Some of the earlier government cutbacks also reveal a new type of paria – the sick person, now blamed for the country’s deficit and forced to pay for his/her weaknesses.
And this is the beginning, surely many other groups are bound to be falsely blamed, stigmatised and outcast.
4. Arguments based on simplicity and immediate understanding
“It is not a matter of right or left, but simply a matter of common sense,” said Alicia Sanchez-Camacho, President since 2008 of the PP in Catalonia. Mariano Rajoy’s well known appeal to “common sense” helps the party sustain a mental framework that makes people accept all imposed ideas as if they were their own conclusions, irrefutable expressions of pragmatism and the collective interest.
Euphemisms, attenuations, exaggerations, the defense of contradicting premises – all of these figures have been normalised in the right-wing rhetorical repertoire. For instance, Rajoy says it will do “whatever is necessary, even if I do not like it and even if I had previously said I was not going to do it.” The reduction of temporary teachers “should not be understood in terms of layoffs“, claims Education Minister José Ignacio Wert, “but in terms of renewal of contracts.”
5. Constructing frameworks of meaning
It’s easier for those in the public arena to enjoy more power when they control the framework of what can be said and debated. As it is, and after a protracted degeneration of public life, the PP owns a consensual logic of the system – there is only one reality and no option to interpret it.
6. Orchestration tactics
The insistent repetition of a slogan by different voices, in different times and places is now commonplace: ”unions survive on subsidies“,” teachers don’t work much at all“etc.. As the bellman in Lewis Carroll’s The hunting of the shark ^(https://digitalculturesandtranslation.com/goto/http://en.wikipedia.org/wiki/The_Hunting_of_the_Snark) said “whatever I tell you three times is the true“. The right takes advantage of that “performativity” governing public statements and whenever a particular type of behavior is repeatedly normally, it tends to become normalised, or to become stigmatised if it has been repeatedly been labeled as an anomaly.
7. Using the power of the media to reinforce these mechanisms
The media helps the Popular Party spread new expressions and slogans while government consultants continue manufacturing statements and translate them immediately into a headline. Inversely proportional to the impact of these messages is the ability to answer them: any possible critical analysis by opposition forces are dissolved in a flurry of articles and editorial columns which achieve a much lower diffusion and influence than the government’s own propaganda.

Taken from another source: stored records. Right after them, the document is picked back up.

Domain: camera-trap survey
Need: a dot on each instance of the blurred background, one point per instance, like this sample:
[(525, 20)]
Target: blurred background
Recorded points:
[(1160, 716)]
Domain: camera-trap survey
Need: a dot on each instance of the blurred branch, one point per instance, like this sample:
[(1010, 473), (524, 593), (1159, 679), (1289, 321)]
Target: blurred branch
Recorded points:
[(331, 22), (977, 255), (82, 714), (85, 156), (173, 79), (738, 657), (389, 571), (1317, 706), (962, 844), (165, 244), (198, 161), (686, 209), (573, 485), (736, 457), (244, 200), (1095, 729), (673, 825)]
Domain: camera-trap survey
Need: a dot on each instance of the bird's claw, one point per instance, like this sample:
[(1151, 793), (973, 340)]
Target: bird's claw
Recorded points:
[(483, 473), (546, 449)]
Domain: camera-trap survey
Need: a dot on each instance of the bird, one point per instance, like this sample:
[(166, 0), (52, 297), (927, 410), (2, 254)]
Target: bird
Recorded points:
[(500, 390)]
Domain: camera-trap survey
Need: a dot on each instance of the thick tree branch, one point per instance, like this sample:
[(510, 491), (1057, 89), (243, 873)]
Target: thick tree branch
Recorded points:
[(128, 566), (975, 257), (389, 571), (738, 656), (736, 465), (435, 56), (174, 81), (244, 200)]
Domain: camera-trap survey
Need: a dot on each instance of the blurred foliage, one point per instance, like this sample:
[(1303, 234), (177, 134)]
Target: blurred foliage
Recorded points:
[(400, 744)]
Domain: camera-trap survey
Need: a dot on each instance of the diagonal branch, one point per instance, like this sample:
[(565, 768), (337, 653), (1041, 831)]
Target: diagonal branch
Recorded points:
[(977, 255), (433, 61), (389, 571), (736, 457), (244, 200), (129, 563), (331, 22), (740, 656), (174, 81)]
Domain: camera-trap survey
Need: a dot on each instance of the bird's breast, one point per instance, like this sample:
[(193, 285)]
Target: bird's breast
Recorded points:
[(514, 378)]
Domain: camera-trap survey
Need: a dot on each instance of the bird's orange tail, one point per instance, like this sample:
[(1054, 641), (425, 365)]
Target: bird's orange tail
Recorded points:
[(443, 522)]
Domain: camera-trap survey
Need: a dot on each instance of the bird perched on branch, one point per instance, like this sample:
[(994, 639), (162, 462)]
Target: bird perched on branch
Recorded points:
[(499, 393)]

Noam Chomsky ^(https://digitalculturesandtranslation.com/goto/http://www.chomsky.info/) has been warning us for decades now about this active (but subtle) use of the media to manufacture consent and achieve popular control. Chomsky has argued that editorial distortion is aggravated by the media’s dependence upon private and governmental ^(https://digitalculturesandtranslation.com/goto/http://en.wikipedia.org/wiki/Government) news sources. If a given newspaper, television station, magazine, etc., incurs governmental disfavor, it is subtly excluded from access to information. Consequently, it loses readers or viewers, and ultimately, advertisers. To minimise such financial danger, news media businesses editorially distort their reporting to favor government and corporate policies in order to stay in business.
8. Moralising public discourse
Good or bad, normal or abnormal – these morally charged adjectives are attributed categorically and without room for discussions, appropriating the universality of the concept in dispute. The “normal, sensible people of Spain” to whom Rajoy tries to appeal to belong, undoubtedly, to the right. But by concealing its moral fundamentalism, the PP incurs a political paradox and so, PP advocates like former Mayor of Madrid, Ruiz Gallardón ^(https://digitalculturesandtranslation.com/goto/http://en.wikipedia.org/wiki/Alberto_Ruiz-Gallard%C3%B3n), attempt to assume the defense of women’s rights and the fight against the ingrained domestic violence in Spanish society with a counter-reform of the abortion law which, still limits abortion rights and reinforces legal violence further.
Let’s start by being aware of what is being said and done to us. And then, let’s show our indignation about the use of our own language, our own words, to treat us as brainless commodities with no capacity to analyse and counter-argue.